I lavoratori parasubordinati, le partite Iva, tutta la popolazione “precaria” insomma, che oggi è nell’età compresa tra i 25 e 35 anni e che versa il 27% del suo salario all’Inps, andrà in pensione con un assegno di circa 500 euro. In pratica qualche spicciolo in più dell’assegno di povertà. E’ una verità che tutti gli studi di settore confermano ma per la quale sembra esserci una vera e propria consegna del silenzio.
Un sasso nello stagno è stato, inavvertitamente, gettato dal presidente dell’Inps, Antonio Mastropasqua, che avrebbe detto: «Se dovessimo dare la simulazione della pensione ai parasubordinati rischieremmo un sommovimento sociale». L’incauta frase è stata ripresa dall’Italia dei Valori che ha presentato un’interrogazione urgente sull’argomento ai ministri Giulio Tremonti e Maurizio Sacconi.
La drammatica situazione dei precari è riconosciuta da tutti i principali studi di settore. Dalla legge Dini del 1995 i cosiddetti parasubordinati – una vasta categoria che raccoglie liberi professionisti, collaboratori ma anche gli assegnisti di ricerca – versano i contributi alla cosiddetta “gestione separata” dell’Inps. L’aliquota contributiva era all’epoca del 10-12%. Dal primo gennaio 2010 ha raggiunto il 26,72%.
I redditi di questa categoria hanno due caratteristiche: sono bassi (una media di 1200 euro) e discontinui (tra un contratto e l’altro possono passare anche mesi). Appare chiaro a tutti i tecnici che con il metodo contributivo integralmente applicato, questi lavoratori potranno difficilmente maturare una pensione superiore all’assegno sociale (oggi 411 euro al mese).
Se l’Inps teme le sommesse sociali e non fornisce simulazione, altri lo fanno. La Nidil-Cgil, il sindacato dei lavoratori atipici, ha elaborato delle simulazioni sui parasubordinati. Gli uffici del sindacato hanno preso ad esempio due lavoratori che abbiamo cominciato a lavorare nel ’96 et nel 2010, guadagnando entrambi sui 1250 euro al mese, andando in pensione a 65 anni dopo 40 anni di attività, e che abbiano circa un mese di non lavoro ogni anno. Il primo di questi, il più svantaggiato potrà , secondo le proiezioni, arrivare ad una pensione di 508 euro, mentre il secondo raggiungerà i 601 euro.

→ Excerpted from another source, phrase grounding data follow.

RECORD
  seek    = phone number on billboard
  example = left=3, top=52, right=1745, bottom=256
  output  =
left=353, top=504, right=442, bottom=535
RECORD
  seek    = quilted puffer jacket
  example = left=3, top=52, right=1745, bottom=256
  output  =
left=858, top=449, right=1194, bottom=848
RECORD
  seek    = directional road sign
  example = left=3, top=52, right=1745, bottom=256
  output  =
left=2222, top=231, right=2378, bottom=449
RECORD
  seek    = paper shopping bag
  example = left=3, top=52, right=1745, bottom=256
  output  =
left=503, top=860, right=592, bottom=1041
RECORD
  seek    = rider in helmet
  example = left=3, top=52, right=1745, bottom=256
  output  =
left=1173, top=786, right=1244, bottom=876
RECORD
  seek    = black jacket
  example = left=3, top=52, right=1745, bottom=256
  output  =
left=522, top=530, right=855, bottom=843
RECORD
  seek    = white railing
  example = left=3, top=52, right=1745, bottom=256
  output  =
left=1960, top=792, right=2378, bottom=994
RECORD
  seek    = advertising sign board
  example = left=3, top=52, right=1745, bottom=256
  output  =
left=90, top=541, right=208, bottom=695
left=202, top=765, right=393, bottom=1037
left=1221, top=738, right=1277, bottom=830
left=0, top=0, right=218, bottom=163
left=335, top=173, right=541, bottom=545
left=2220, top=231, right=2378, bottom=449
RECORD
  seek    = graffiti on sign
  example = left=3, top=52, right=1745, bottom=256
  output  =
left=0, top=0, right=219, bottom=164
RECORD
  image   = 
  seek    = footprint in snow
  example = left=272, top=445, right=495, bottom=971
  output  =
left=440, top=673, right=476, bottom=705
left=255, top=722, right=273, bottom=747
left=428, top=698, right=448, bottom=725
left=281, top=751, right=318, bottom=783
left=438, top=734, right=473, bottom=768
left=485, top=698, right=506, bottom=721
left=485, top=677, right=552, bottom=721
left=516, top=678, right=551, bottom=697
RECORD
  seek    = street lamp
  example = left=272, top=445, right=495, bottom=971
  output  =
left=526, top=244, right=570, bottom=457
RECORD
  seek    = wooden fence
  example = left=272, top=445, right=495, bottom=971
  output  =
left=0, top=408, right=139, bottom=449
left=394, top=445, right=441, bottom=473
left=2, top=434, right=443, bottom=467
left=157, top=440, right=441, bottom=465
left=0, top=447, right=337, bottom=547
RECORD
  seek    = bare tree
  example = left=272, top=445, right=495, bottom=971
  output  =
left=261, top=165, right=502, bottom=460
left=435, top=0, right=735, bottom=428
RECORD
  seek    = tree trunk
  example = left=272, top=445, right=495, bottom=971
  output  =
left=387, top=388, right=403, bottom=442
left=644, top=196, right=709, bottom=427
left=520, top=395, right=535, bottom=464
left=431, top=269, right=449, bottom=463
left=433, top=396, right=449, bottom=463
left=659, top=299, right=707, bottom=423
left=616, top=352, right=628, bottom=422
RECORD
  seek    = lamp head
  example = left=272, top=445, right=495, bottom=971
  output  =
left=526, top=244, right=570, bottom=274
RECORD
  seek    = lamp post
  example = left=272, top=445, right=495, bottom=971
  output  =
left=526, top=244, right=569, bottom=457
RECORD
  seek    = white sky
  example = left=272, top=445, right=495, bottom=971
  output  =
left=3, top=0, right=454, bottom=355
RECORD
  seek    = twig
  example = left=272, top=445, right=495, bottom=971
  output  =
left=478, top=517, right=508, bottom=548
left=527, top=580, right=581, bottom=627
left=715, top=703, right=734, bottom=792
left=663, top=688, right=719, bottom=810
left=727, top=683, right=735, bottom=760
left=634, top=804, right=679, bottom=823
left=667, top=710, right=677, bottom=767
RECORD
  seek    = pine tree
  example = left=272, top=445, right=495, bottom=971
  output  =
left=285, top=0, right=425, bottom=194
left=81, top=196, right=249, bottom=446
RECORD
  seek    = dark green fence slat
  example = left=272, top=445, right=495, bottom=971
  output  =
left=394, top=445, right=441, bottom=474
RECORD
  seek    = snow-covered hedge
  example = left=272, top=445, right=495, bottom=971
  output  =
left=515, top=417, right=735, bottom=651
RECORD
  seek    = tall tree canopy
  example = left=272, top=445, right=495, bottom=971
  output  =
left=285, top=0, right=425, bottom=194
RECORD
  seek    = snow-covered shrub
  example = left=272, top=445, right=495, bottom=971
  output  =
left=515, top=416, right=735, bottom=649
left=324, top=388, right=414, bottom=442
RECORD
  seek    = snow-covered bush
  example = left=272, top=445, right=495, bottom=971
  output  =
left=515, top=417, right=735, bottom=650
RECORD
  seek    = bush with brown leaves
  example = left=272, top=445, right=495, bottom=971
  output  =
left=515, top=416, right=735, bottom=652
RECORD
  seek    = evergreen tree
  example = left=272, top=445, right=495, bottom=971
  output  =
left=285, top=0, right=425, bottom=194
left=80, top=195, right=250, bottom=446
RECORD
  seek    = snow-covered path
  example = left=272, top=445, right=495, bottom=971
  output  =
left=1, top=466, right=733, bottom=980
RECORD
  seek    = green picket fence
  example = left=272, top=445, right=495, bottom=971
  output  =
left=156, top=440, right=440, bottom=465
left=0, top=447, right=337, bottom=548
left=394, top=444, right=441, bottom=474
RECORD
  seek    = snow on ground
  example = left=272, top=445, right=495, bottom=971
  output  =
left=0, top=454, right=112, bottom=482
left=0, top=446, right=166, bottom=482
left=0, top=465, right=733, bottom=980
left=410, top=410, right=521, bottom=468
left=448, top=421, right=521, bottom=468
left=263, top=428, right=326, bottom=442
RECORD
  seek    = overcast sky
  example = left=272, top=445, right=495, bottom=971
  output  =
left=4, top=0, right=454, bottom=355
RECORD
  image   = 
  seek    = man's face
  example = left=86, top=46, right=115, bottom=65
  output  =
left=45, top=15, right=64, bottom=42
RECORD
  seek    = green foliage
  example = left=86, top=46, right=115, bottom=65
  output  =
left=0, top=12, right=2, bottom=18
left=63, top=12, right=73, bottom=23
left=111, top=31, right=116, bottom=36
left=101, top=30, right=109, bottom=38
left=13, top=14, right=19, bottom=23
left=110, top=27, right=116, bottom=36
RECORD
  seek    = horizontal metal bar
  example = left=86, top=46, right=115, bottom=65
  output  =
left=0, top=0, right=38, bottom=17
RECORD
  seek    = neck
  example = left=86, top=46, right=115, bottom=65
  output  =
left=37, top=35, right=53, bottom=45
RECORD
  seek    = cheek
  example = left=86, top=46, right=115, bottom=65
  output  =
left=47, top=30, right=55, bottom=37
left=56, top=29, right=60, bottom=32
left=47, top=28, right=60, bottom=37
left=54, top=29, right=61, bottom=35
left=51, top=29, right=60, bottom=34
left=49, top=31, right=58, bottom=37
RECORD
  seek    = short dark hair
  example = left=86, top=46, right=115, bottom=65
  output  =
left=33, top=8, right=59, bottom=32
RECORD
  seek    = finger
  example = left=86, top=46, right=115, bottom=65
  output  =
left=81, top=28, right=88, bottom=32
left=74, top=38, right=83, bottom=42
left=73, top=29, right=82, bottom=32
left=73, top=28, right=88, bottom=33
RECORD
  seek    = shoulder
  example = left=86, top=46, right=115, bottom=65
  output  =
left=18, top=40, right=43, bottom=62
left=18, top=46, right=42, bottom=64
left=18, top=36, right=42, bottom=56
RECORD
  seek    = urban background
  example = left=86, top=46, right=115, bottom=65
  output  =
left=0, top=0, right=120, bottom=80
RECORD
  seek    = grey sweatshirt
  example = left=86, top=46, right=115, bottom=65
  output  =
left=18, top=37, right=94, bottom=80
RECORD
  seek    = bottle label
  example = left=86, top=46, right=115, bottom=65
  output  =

La legge Dini che istituì il fondo integrativo non voleva solo dare una pensione ai lavoratori atipici. Obiettivo non dichiarato era anche quello di garantire nuove entrate all’Inps. Missione compiuta: con i contributi che i parasubordinati versano all’Inps, in attivo di 8 miliardi, si pagano oggi le pensioni alle categorie che non ce la farebbero con i soli versamenti dei loro iscritti, dai dirigenti d’azienda ai lavoratori degli ex fondi speciali.